A Storm in Heaven by Verve (before they added the The) was a really cool record; Epic, spacey, messed up and a bit shoe-gazey. It was just the sort of thing for moody 18 year olds to sulk in their bedrooms to.
A Northern Soul was a fucking amazing record; Huge, angry and soulful. Born out of what was reported as being a particularly “difficult” recording process involving drugs, mental illness, a number of fights and some wrecked cars. It was just the sort of thing for cynical, lovelorn students to play too loudly in their bedrooms.
A Northern Soul scraped the charts, the next single, the superb History stated on the cover “All farewells should be sudden”. That was that, The Verve had broken up.
They re-surfaced a while later with the soon to be ubiquitous Bitter Sweet Symphony, followed by the album Urban Hymns. It was ok and had a couple of good tracks on but generally was a diluted version of what had come before. It was just the thing for middle managers to play at dinner parties and inspire a whole generation of deeply insipid bands.
The Verve disintegrated nastily once more and Richard Ashcroft went his own way to produce a load of fairly listenable but fairly bland music much in the same vein as the mellower parts of Urban Hymns.

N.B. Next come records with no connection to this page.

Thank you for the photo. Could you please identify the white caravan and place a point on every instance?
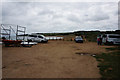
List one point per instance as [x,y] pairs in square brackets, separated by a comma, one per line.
[111,38]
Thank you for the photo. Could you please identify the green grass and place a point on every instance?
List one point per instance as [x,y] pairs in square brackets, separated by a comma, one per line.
[109,64]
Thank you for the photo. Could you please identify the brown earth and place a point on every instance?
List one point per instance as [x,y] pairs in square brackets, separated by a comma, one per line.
[56,59]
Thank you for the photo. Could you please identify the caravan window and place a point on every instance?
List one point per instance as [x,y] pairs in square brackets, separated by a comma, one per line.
[40,36]
[114,36]
[32,36]
[104,36]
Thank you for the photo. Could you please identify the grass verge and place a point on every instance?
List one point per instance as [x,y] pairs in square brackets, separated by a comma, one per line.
[109,64]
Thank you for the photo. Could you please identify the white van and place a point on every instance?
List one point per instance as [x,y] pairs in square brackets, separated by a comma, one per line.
[111,38]
[37,38]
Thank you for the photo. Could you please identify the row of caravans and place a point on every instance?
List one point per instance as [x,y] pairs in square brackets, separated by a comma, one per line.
[110,38]
[35,38]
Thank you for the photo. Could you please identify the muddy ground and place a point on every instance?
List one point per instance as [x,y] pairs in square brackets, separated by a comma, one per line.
[56,59]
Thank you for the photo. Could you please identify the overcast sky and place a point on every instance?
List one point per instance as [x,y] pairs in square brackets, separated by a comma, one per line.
[61,16]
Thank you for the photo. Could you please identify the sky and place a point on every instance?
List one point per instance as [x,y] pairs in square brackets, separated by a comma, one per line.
[50,17]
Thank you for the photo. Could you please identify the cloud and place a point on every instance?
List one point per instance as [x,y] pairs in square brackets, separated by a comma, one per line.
[61,17]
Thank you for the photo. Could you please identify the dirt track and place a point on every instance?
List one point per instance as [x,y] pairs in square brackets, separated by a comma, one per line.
[56,59]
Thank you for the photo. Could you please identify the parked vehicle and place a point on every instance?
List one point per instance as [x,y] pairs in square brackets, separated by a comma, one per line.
[78,39]
[111,38]
[37,38]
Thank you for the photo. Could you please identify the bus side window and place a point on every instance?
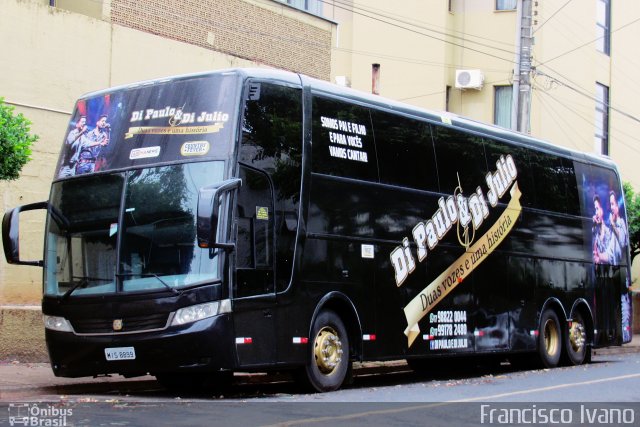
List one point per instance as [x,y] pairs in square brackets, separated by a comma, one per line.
[405,147]
[272,142]
[461,160]
[254,245]
[551,189]
[497,149]
[343,142]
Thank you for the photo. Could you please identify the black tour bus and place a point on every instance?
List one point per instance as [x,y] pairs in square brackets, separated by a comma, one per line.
[259,220]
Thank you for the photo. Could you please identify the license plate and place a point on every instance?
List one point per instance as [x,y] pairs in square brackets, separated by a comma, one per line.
[120,353]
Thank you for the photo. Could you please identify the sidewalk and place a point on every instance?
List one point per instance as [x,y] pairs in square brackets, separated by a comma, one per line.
[17,378]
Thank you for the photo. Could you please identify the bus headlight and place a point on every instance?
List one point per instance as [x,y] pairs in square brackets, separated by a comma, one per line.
[57,323]
[200,311]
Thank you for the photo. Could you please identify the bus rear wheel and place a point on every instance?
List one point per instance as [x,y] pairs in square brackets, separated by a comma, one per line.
[576,347]
[549,339]
[329,361]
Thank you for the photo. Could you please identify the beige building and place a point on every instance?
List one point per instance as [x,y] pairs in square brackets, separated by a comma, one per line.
[583,84]
[581,51]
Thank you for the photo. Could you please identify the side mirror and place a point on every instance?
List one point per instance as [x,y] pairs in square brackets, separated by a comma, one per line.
[208,208]
[11,233]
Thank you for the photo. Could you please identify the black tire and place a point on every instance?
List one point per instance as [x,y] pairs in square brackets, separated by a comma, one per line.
[549,339]
[328,363]
[576,347]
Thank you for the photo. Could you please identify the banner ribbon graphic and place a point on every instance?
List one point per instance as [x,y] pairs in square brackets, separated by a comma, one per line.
[439,288]
[182,130]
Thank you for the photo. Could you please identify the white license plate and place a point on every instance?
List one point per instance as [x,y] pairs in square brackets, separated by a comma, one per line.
[120,353]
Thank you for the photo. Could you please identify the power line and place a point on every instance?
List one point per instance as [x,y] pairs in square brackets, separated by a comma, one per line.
[551,17]
[580,92]
[586,44]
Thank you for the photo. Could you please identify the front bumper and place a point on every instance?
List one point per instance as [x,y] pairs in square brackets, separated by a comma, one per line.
[205,345]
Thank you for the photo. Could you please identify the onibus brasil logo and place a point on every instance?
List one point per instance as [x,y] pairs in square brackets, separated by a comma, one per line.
[34,414]
[468,214]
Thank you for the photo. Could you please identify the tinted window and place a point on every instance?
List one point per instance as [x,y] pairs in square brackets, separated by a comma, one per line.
[549,179]
[460,156]
[497,149]
[343,140]
[272,142]
[405,150]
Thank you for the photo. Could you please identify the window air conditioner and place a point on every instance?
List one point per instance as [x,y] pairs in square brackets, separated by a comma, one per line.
[469,79]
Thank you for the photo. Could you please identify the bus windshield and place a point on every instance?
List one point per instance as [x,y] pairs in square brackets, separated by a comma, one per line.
[132,231]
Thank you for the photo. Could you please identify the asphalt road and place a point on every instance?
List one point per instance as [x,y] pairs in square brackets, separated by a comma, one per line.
[384,394]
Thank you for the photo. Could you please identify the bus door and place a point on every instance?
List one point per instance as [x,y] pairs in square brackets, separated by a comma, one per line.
[254,285]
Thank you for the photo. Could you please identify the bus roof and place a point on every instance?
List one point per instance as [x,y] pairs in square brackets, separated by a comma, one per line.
[441,117]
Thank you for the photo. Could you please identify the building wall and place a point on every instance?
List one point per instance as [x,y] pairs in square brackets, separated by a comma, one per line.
[268,32]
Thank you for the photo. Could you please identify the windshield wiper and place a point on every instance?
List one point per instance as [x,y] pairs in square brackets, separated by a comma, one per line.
[165,284]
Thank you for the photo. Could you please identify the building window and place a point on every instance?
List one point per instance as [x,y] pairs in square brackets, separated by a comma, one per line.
[502,106]
[506,4]
[603,26]
[311,6]
[602,119]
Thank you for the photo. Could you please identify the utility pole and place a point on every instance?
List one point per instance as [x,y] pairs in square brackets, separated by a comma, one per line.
[521,101]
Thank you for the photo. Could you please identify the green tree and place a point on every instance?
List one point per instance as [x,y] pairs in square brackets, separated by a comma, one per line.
[632,205]
[15,142]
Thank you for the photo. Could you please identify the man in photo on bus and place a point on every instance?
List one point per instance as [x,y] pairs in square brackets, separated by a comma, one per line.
[72,145]
[603,243]
[91,146]
[618,227]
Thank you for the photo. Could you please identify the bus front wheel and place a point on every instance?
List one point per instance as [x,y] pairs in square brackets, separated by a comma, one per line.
[576,347]
[329,361]
[549,339]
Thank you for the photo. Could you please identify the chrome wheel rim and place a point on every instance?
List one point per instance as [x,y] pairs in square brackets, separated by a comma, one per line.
[328,350]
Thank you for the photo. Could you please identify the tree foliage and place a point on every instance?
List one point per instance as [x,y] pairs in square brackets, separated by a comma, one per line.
[632,205]
[15,142]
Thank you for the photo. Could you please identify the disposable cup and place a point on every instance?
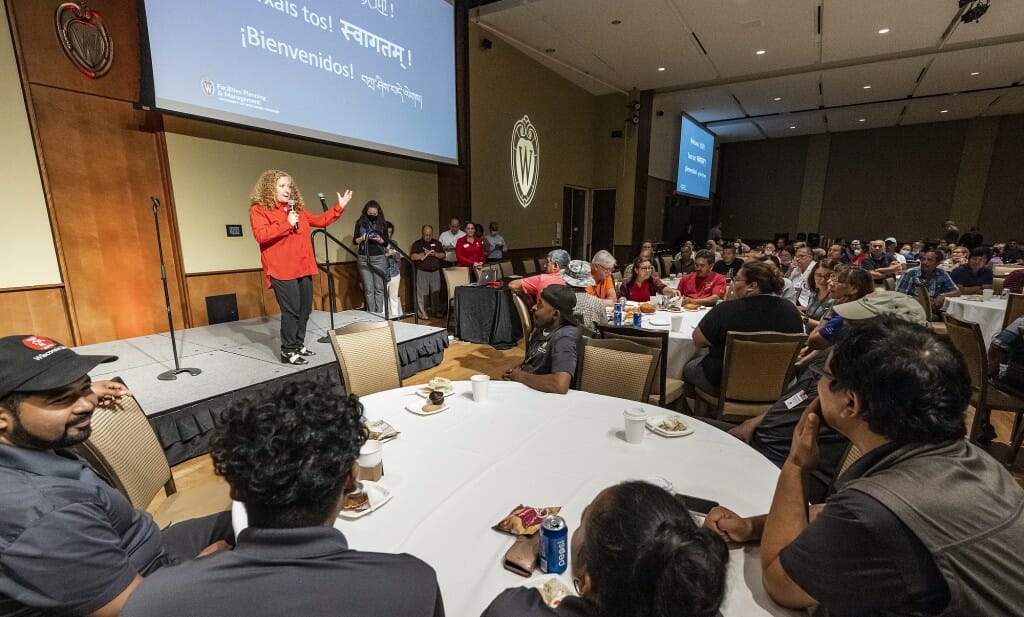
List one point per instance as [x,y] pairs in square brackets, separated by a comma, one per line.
[479,383]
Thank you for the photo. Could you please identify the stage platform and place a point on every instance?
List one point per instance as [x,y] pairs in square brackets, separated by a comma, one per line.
[238,359]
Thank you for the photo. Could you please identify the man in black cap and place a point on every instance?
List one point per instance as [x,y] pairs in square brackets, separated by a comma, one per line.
[551,355]
[70,543]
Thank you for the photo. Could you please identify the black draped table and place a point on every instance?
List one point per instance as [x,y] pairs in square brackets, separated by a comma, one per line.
[486,315]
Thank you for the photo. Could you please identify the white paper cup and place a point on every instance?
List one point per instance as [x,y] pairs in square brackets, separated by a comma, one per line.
[371,454]
[635,421]
[677,321]
[479,383]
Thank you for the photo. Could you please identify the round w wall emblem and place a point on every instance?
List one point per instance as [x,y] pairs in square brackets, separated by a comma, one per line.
[525,161]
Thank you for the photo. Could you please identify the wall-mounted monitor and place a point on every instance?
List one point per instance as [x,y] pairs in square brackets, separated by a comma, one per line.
[696,158]
[377,75]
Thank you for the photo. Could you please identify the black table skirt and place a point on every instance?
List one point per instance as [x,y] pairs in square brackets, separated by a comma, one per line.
[486,315]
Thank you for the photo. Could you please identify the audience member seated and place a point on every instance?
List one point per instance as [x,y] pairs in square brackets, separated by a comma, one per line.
[683,262]
[601,267]
[756,309]
[70,542]
[589,310]
[532,285]
[924,523]
[551,354]
[975,275]
[643,283]
[771,433]
[728,265]
[702,287]
[637,553]
[290,456]
[882,265]
[937,281]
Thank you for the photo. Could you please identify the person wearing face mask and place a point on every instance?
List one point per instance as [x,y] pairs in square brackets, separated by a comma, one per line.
[281,225]
[373,243]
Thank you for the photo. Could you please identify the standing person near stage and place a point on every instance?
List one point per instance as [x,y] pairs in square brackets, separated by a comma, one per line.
[287,254]
[372,239]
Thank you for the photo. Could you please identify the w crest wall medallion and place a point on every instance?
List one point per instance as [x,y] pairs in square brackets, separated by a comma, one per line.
[525,161]
[83,35]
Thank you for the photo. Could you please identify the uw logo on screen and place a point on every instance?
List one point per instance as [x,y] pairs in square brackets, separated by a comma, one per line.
[525,161]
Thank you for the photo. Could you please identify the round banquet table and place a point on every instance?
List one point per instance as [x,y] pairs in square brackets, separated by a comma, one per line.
[986,313]
[456,474]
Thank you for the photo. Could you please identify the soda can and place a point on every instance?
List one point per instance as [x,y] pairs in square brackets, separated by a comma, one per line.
[554,544]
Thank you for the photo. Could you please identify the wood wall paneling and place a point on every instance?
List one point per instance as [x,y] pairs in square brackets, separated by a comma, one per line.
[39,311]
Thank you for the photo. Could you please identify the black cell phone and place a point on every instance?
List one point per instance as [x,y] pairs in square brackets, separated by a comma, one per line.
[697,504]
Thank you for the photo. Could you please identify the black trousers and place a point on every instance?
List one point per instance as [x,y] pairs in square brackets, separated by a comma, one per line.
[296,300]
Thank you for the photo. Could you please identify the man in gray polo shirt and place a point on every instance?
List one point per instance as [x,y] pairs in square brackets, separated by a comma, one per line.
[70,543]
[290,457]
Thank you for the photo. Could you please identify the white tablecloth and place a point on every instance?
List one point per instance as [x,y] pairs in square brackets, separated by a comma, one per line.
[456,474]
[986,313]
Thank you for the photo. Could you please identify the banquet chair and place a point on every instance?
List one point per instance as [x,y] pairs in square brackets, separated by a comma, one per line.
[524,316]
[454,277]
[985,396]
[1015,309]
[616,367]
[368,356]
[124,449]
[505,268]
[664,390]
[756,368]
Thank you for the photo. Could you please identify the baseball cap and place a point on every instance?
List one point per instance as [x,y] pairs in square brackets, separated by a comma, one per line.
[562,299]
[883,303]
[578,274]
[33,363]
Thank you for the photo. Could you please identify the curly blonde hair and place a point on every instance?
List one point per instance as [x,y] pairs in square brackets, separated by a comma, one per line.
[264,192]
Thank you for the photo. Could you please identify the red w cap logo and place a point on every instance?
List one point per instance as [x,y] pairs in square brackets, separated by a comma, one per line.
[38,343]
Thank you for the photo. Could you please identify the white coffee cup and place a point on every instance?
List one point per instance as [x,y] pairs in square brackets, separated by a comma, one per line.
[635,420]
[677,322]
[371,454]
[479,383]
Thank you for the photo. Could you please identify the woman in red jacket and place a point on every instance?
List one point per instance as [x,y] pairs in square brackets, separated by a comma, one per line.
[469,250]
[281,225]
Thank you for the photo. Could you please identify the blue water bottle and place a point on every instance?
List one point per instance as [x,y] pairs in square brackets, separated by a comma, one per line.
[554,544]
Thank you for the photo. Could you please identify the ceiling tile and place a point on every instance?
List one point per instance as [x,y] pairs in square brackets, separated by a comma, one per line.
[889,80]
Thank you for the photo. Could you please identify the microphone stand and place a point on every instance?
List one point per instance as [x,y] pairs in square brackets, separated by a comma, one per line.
[330,278]
[168,376]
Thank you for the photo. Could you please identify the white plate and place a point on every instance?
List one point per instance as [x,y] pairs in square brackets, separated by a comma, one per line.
[417,408]
[378,496]
[654,422]
[425,392]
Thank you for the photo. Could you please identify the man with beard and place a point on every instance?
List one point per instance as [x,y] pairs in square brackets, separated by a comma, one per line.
[71,543]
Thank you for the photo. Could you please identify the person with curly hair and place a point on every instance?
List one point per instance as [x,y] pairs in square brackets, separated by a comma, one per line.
[281,225]
[924,522]
[290,456]
[637,553]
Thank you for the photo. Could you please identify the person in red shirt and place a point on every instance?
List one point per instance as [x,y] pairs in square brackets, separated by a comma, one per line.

On the plus side, he did inspire one of the greatest albums ever made by nicking one J Spaceman’s girlfriend.
Now it appears that The Verve are back at it in their original line up, stuff is being recorded, an album is planned for release and some dates are going on sale this week. I’ll definitely go and see them, but if new developments follow the trajectory described above it might all end up a bit close to Snow Patrol territory. Lets hope not, although the last-minute decision I made to not get “Too busy staying alive” tattooed on my arm will look even wiser.